La fine della signoria di Lorenzo il Magnifico, con la scomparsa nel 1492 del signore di fatto di Firenze, portò notevoli mutamenti sulla scena politica e culturale della città. A Lorenzo succedette la debole figura del figlio primogenito di Lorenzo, Piero de’ Medici. Questi, nel 1494, l’anno della discesa in Italia di Carlo VIII di Francia che avrebbe dato il via alla stagione delle cosiddette guerre d’Italia, non si oppose all’ingresso del re di Francia a Firenze. Fu questo il pretesto che fece scattare la scintilla: i partiti anti-medicei, che trovavano la loro principale figura di riferimento nel frate ferrarese Girolamo Savonarola, priore del convento di San Marco, riuscirono a cacciare Piero de’ Medici da Firenze e a instaurare nuovamente una repubblica.
La figura del domenicano Girolamo Savonarola, determinò profondi sconvolgimenti nella realtà fiorentina del tempo.
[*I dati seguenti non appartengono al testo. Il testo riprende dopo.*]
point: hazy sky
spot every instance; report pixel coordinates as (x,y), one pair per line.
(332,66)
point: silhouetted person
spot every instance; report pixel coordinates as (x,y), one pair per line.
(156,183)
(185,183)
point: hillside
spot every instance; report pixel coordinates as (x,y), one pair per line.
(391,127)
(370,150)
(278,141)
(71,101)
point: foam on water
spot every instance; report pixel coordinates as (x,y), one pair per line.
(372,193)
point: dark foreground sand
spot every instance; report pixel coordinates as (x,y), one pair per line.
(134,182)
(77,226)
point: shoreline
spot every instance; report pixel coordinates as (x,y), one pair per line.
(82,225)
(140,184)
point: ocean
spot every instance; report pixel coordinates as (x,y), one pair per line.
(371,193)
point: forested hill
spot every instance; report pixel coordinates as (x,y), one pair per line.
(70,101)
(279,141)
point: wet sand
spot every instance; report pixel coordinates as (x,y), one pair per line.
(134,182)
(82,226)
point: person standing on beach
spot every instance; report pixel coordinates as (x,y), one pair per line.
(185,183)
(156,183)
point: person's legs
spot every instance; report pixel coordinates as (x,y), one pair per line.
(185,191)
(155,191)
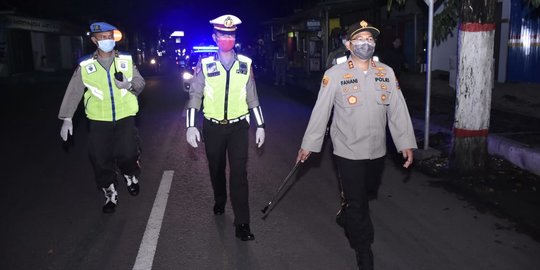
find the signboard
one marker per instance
(31, 24)
(313, 25)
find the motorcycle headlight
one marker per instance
(187, 76)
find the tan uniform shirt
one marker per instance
(363, 105)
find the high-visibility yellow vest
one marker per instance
(103, 101)
(225, 92)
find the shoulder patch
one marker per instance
(326, 80)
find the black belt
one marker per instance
(227, 121)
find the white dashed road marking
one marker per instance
(147, 249)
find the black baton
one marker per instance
(268, 208)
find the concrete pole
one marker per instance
(428, 72)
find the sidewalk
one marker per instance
(515, 120)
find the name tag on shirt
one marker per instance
(212, 70)
(122, 65)
(242, 69)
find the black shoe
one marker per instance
(132, 184)
(244, 233)
(111, 197)
(364, 258)
(219, 209)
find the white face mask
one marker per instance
(106, 45)
(363, 49)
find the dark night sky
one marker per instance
(190, 15)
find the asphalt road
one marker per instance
(51, 210)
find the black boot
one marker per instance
(111, 197)
(364, 258)
(132, 184)
(243, 232)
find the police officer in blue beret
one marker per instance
(225, 87)
(110, 84)
(366, 99)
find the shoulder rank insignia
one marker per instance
(90, 68)
(352, 100)
(326, 80)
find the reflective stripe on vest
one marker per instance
(103, 101)
(225, 92)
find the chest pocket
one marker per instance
(350, 95)
(383, 94)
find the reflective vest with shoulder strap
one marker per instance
(103, 101)
(225, 91)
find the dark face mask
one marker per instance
(363, 50)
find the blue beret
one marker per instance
(98, 27)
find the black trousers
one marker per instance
(113, 146)
(358, 179)
(222, 141)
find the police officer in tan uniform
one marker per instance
(366, 97)
(225, 87)
(109, 82)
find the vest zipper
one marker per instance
(112, 96)
(226, 94)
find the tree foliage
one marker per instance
(446, 21)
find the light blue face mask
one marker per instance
(106, 45)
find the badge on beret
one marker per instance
(363, 24)
(352, 100)
(326, 80)
(228, 22)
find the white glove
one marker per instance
(125, 84)
(67, 128)
(259, 137)
(193, 136)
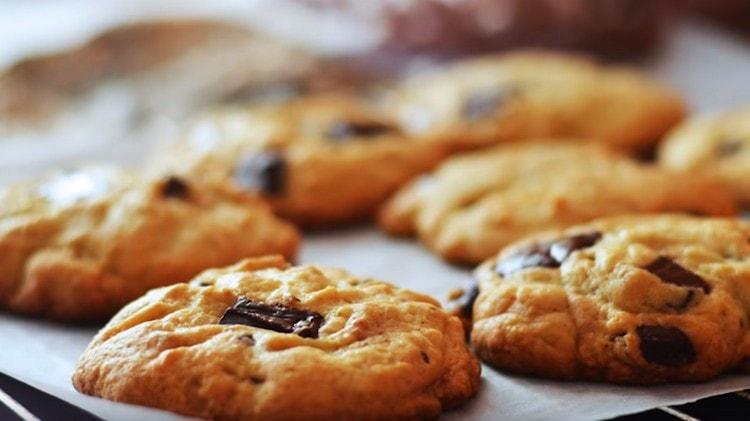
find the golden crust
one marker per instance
(603, 315)
(382, 352)
(80, 245)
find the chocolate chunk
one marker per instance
(273, 317)
(483, 104)
(665, 345)
(263, 172)
(247, 339)
(549, 255)
(536, 255)
(561, 249)
(672, 273)
(728, 147)
(341, 130)
(174, 188)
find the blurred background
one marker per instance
(104, 79)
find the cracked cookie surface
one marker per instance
(719, 145)
(642, 299)
(494, 99)
(473, 205)
(81, 244)
(319, 160)
(265, 340)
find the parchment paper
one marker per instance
(712, 70)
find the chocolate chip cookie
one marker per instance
(493, 99)
(639, 299)
(318, 160)
(719, 145)
(473, 205)
(262, 340)
(81, 244)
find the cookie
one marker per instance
(719, 145)
(265, 340)
(473, 205)
(319, 161)
(640, 299)
(79, 245)
(494, 99)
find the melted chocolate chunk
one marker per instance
(561, 249)
(174, 188)
(535, 255)
(549, 255)
(341, 130)
(665, 345)
(483, 104)
(466, 306)
(274, 317)
(263, 172)
(672, 273)
(728, 147)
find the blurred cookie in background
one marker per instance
(610, 28)
(78, 245)
(319, 160)
(718, 144)
(473, 205)
(504, 97)
(134, 80)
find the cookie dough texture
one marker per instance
(494, 99)
(646, 299)
(381, 352)
(79, 245)
(473, 205)
(718, 144)
(319, 161)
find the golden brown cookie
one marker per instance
(263, 340)
(719, 145)
(644, 299)
(473, 205)
(498, 98)
(79, 245)
(318, 160)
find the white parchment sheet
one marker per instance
(711, 69)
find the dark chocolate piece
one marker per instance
(665, 345)
(672, 273)
(263, 172)
(341, 130)
(274, 317)
(549, 255)
(174, 188)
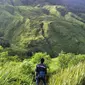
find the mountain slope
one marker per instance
(62, 30)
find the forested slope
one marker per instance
(62, 29)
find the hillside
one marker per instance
(62, 29)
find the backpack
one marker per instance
(41, 71)
(41, 74)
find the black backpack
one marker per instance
(41, 71)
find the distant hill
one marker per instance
(62, 29)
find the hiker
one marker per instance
(41, 72)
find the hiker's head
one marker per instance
(42, 60)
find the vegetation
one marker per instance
(23, 41)
(67, 68)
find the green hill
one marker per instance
(62, 29)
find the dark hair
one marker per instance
(42, 60)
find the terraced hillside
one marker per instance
(61, 29)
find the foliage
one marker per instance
(71, 76)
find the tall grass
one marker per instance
(69, 76)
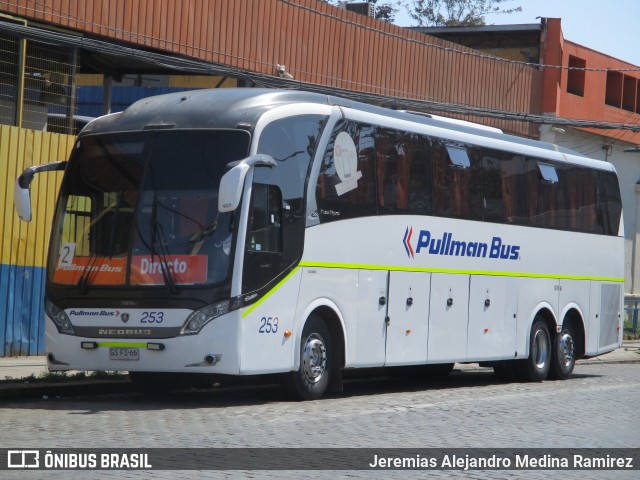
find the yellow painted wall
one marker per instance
(25, 244)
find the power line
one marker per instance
(46, 9)
(202, 67)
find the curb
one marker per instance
(47, 391)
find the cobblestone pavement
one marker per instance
(598, 408)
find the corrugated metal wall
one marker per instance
(24, 245)
(317, 42)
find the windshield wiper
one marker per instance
(114, 225)
(157, 232)
(83, 282)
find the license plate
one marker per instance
(121, 353)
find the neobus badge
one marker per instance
(447, 245)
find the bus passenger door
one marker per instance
(408, 315)
(372, 311)
(492, 318)
(448, 315)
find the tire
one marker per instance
(536, 367)
(311, 380)
(563, 358)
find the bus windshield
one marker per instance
(141, 209)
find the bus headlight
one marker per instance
(60, 318)
(201, 317)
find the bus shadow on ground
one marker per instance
(262, 391)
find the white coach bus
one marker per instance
(248, 232)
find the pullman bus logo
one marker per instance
(446, 244)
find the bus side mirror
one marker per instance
(231, 186)
(21, 194)
(22, 201)
(232, 182)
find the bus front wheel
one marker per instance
(536, 367)
(564, 353)
(312, 378)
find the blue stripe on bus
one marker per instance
(21, 310)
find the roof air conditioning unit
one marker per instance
(363, 8)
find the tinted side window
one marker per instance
(457, 189)
(610, 204)
(403, 172)
(275, 234)
(545, 194)
(504, 188)
(582, 200)
(346, 183)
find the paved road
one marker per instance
(598, 408)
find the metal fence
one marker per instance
(37, 85)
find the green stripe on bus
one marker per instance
(355, 266)
(269, 293)
(122, 344)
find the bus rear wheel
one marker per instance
(312, 378)
(564, 353)
(536, 367)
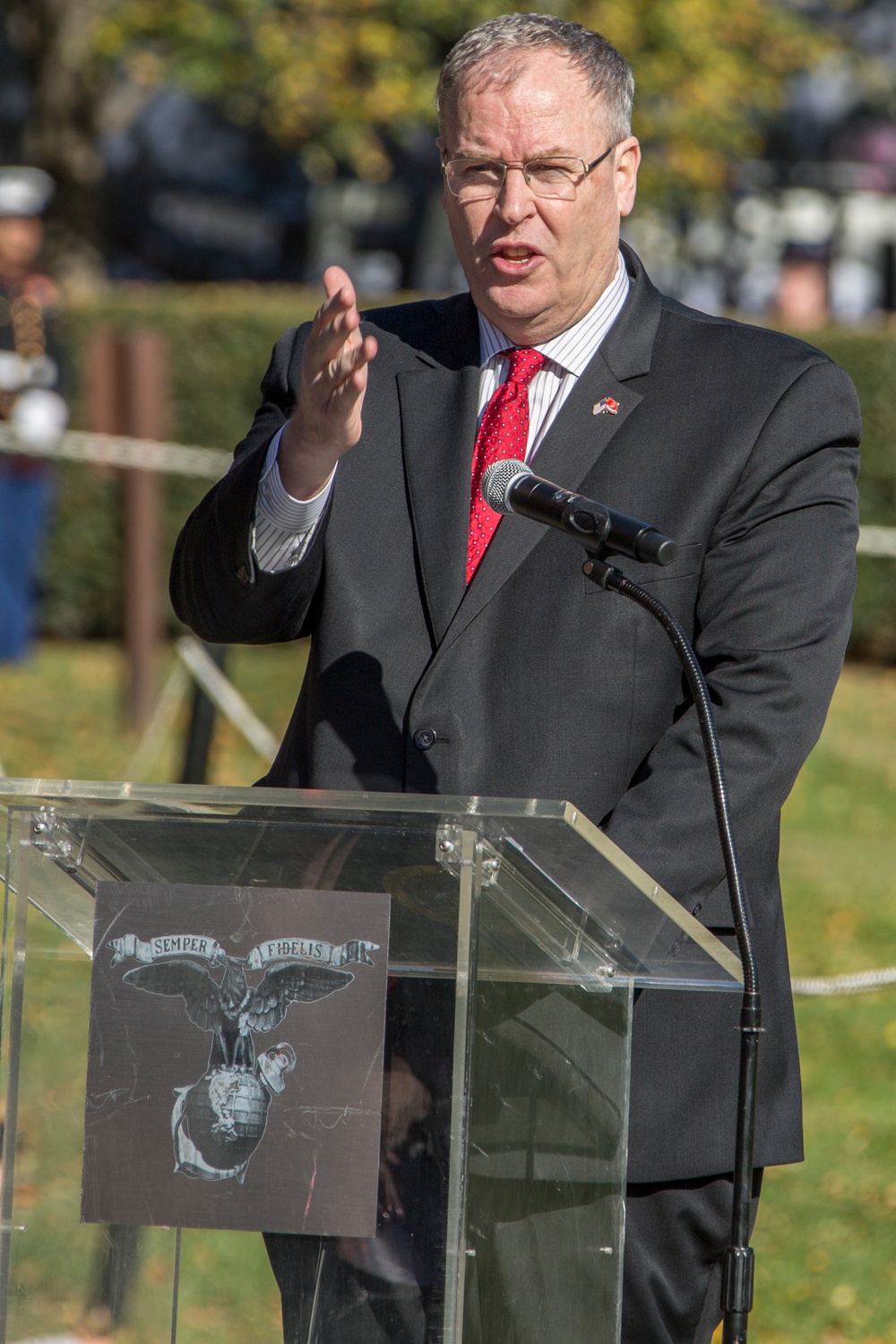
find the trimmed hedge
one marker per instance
(220, 339)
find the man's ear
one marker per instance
(627, 160)
(443, 151)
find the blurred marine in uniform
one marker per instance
(29, 398)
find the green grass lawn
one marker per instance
(826, 1234)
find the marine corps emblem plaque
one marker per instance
(236, 1058)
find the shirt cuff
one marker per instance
(284, 527)
(279, 505)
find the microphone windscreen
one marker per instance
(497, 480)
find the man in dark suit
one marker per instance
(519, 677)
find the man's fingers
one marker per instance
(339, 281)
(352, 360)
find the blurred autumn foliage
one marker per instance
(338, 80)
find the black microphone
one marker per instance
(511, 487)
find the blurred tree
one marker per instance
(51, 40)
(339, 77)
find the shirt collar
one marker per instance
(573, 349)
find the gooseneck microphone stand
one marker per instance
(737, 1266)
(512, 487)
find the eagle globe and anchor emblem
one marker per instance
(218, 1121)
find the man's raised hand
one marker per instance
(328, 416)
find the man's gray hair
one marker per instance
(608, 74)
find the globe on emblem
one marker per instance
(226, 1113)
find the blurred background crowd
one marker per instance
(198, 140)
(190, 169)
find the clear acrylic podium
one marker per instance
(519, 935)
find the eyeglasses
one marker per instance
(554, 177)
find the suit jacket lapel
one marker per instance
(568, 452)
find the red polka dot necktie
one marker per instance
(504, 432)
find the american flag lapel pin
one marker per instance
(606, 406)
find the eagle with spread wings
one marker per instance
(233, 1010)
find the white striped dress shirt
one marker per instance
(284, 526)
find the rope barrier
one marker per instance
(144, 454)
(863, 983)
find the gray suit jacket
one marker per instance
(740, 444)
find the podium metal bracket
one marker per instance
(53, 839)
Savonarola infatti, fin dal tempo di Lorenzo il Magnifico (con cui ebbe aperti scontri), portò avanti le sue accesissime prediche dai toni apocalittici, nelle quali si scagliava contro la vanità, i vizi e i costumi corrotti del tempo per predicare uno stile di vita più rigoroso e severo, nonché più vicino a una rigida morale religiosa. Con questi presupposti, quando Savonarola diventò di fatto il capo della Repubblica rifondata dai partiti anti-medicei, instaurò un regime teocratico che doveva avere l’obiettivo di rendere Firenze un faro della cristianità. Per questo le sue prediche provocarono un clima di forte misticismo: al lusso e alle feste che avevano caratterizzato la Firenze medicea, si sostituirono il rigore religioso e i roghi pubblici di oggetti considerati vani, mondani e contrari al dettato cristiano (i famosi falò delle vanità).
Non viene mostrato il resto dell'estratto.